正志はといえば、柔道の畳の上で投げ飛ばされるたびに、勝つことだけが全てじゃないと知ったようだ。彼は最近、自分の父のような公務員を目指すのではなく、もっと自由に、理不尽をぶっ飛ばせる強さを模索している。
僕自身、親父の自慢話をYouTubeに投稿し、再生回数に一喜一憂する中で、確信したことがある。
親父が浜野駅に快速を止めようと、船道駅……いや、フラミジアA席駅を建設しようと、それは彼なりの「正解」を必死に積み上げているだけなのだ。その滑稽さや騒音すらも、人生という名の物語の一部であるならば、それを切り取って笑い飛ばす僕のやり方も、一つの「答え」になるはずだ。
「正解なんて、自分で書き換えていけばいいんだよ」
僕はノートを開き、また新しい物語を書き始めた。それはスマホのメモ帳ではなく、手書きの文字で刻む、僕とあかり、そして正志たちの足跡。

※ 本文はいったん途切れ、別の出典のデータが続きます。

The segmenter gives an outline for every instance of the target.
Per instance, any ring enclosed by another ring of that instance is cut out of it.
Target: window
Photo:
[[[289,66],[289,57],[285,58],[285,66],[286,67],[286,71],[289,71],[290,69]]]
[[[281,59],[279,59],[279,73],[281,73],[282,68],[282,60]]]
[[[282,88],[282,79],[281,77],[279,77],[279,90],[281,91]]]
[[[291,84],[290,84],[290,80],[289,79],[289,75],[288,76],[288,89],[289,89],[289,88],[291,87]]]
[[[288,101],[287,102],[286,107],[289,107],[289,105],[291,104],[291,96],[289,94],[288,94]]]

あかりは今、夢中になって「チンポムラ」という名前の店が街にできる未来を想像し、それが誰かを救う場所になるのか、それともただの騒音になるのかを考え込んでいる。彼女の純粋な問いかけは、時に僕を動揺させるけれど、その揺れこそが心地よい。
この街の騒音も、親父の自慢話も、僕が壊してしまったテレビのノイズも、すべては「正解のない問題」を解くためのヒントに過ぎない。
ブルドーザーから降りた僕たちは、今、夕暮れに染まる校庭に立っている。
明日、また新しい課題が出されるかもしれない。でも、僕たちはもう、誰かが用意した模範解答を探すようなことはしない。
「帰ろう。僕たちの物語の続きを、またあかりと二人で書くんだ」
僕はスマホをポケットにしまい、ペンを握り直す。夕闇が迫るフラミジアA席駅の建設地を遠目に、僕たちは自分だけの地図を描き始めた。正解なんてない。だからこそ、僕たちはどこへだって行けるのだ。